Vorbereitung auf den Winter
Ein Rückschnitt ist für eine üppige Blüte in der nächsten Saison unerlässlich. Vermeiden Sie einen zu frühen Rückschnitt im Herbst, da die Pflanze dadurch nicht ausreichend mit Nährstoffen versorgt wird. Warten Sie bis zum ersten Frost, wenn das Laub abgefallen ist.
14–15 Tage vor dem Einsetzen anhaltender Kälte sollte ein Phosphor-Kalium-Dünger – Monophosphat oder Superphosphat – ausgebracht werden. Bei Regenwetter den trockenen Dünger um die Sträucher herum verteilen. Bei Trockenheit ist Flüssigdünger besser geeignet.
- ✓ Das Vorhandensein einer mindestens 10 cm dicken Mulchschicht schützt das Wurzelsystem vor Frost.
- ✓ Das Nicht-Beschneiden der Stängel bis zum ersten Frost versorgt die Pflanze mit zusätzlichen Nährstoffen.
Schneiden Sie die Stängel auf 3–5 cm über dem Boden zurück. Entfernen Sie alle abgeschnittenen Blätter aus dem Beet und verbrennen oder entsorgen Sie sie. Mulchen Sie mit Kompost oder Torf. In nördlichen Regionen empfiehlt es sich, einjährige Pflanzen zusätzlich mit 15 cm Mulch zu bedecken.
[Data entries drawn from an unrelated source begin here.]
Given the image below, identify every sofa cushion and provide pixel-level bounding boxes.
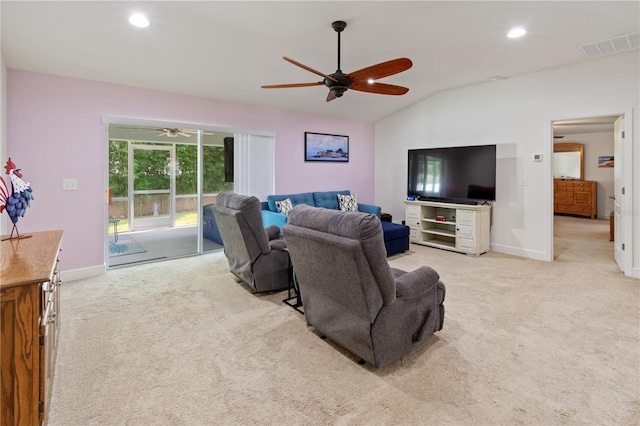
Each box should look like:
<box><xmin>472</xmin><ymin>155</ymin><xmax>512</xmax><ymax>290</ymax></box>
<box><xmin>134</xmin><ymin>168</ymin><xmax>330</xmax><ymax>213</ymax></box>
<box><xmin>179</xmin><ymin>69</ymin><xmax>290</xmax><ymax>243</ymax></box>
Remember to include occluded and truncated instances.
<box><xmin>338</xmin><ymin>194</ymin><xmax>358</xmax><ymax>212</ymax></box>
<box><xmin>313</xmin><ymin>189</ymin><xmax>351</xmax><ymax>210</ymax></box>
<box><xmin>276</xmin><ymin>198</ymin><xmax>293</xmax><ymax>216</ymax></box>
<box><xmin>267</xmin><ymin>192</ymin><xmax>315</xmax><ymax>213</ymax></box>
<box><xmin>382</xmin><ymin>222</ymin><xmax>409</xmax><ymax>241</ymax></box>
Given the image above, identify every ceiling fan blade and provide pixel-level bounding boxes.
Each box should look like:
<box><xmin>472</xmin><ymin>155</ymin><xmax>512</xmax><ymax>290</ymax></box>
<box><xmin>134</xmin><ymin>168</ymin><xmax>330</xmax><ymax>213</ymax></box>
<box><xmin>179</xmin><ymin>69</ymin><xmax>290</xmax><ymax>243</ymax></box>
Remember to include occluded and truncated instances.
<box><xmin>260</xmin><ymin>81</ymin><xmax>324</xmax><ymax>89</ymax></box>
<box><xmin>283</xmin><ymin>56</ymin><xmax>338</xmax><ymax>83</ymax></box>
<box><xmin>347</xmin><ymin>58</ymin><xmax>413</xmax><ymax>84</ymax></box>
<box><xmin>327</xmin><ymin>90</ymin><xmax>337</xmax><ymax>102</ymax></box>
<box><xmin>351</xmin><ymin>83</ymin><xmax>409</xmax><ymax>95</ymax></box>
Schädlinge und Krankheiten
Unter ungünstigen Bedingungen kann die Kulturpflanze anfällig für verschiedene Krankheiten und Schädlinge sein. Vorbeugend sollten Unkräuter entfernt und die Pflanzen mit Fungiziden und Insektiziden besprüht werden.
Krankheiten:
- Graufäule.Betrifft dichte Anpflanzungen und äußert sich in einem Austrocknen der Triebe.
- Wurzelfäule.Der Pilz befällt das Wurzelsystem und äußert sich durch einen weißen Belag auf den Wurzeln und deren Fäulnis.
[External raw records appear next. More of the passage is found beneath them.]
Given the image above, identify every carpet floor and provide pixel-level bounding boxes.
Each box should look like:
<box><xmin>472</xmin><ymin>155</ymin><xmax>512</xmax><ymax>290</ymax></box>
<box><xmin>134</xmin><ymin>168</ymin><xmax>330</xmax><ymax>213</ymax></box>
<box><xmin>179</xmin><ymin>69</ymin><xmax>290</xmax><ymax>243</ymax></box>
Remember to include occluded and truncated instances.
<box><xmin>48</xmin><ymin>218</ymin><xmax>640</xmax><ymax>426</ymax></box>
- Rost. Es zeigt sich als braune Flecken, dunkle Ränder und Schwellungen auf der Blattunterseite.
- Mosaik.Eine Viruserkrankung, die Blätter befällt. Sie zeigt ein marmoriertes Muster.
Zur Behandlung von Krankheiten sollte die Pflanze dreimal pro Saison mit Fungiziden behandelt werden. Verwenden Sie saubere Gartengeräte und entfernen Sie abgestorbene Blätter und Knospen umgehend.
Schädlinge:
- Blattlaus.Insekten saugen den Saft von Knospen und Blättern und lassen die Pflanze dadurch welken. Zur Bekämpfung von Blattläusen können Insektizide wie Aktara, Confidor oder Iskra eingesetzt werden.
- Bronzekäfer.Bunte Insekten, die Blüten fressen. Zur Bekämpfung dieser Schädlinge verwenden Sie Grom oder Medvetoks.
- Wurzelgallennematoden.Wurzelwürmer. Bekämpfen Sie diese Schädlinge mit Insektiziden. Entfernen Sie die Schädlinge von Hand oder besprühen Sie den Strauch mit Insektiziden.
Rezensionen zur Henry Boxtos Pfingstrose
Henry Boxtos ist eine prächtige Pfingstrose, die jeden Garten verschönert. Ihre üppigen Blüten, die Pflegeleichtigkeit und die Krankheitsresistenz machen diese Sorte zur idealen Wahl für Gärtner aller Erfahrungsstufen.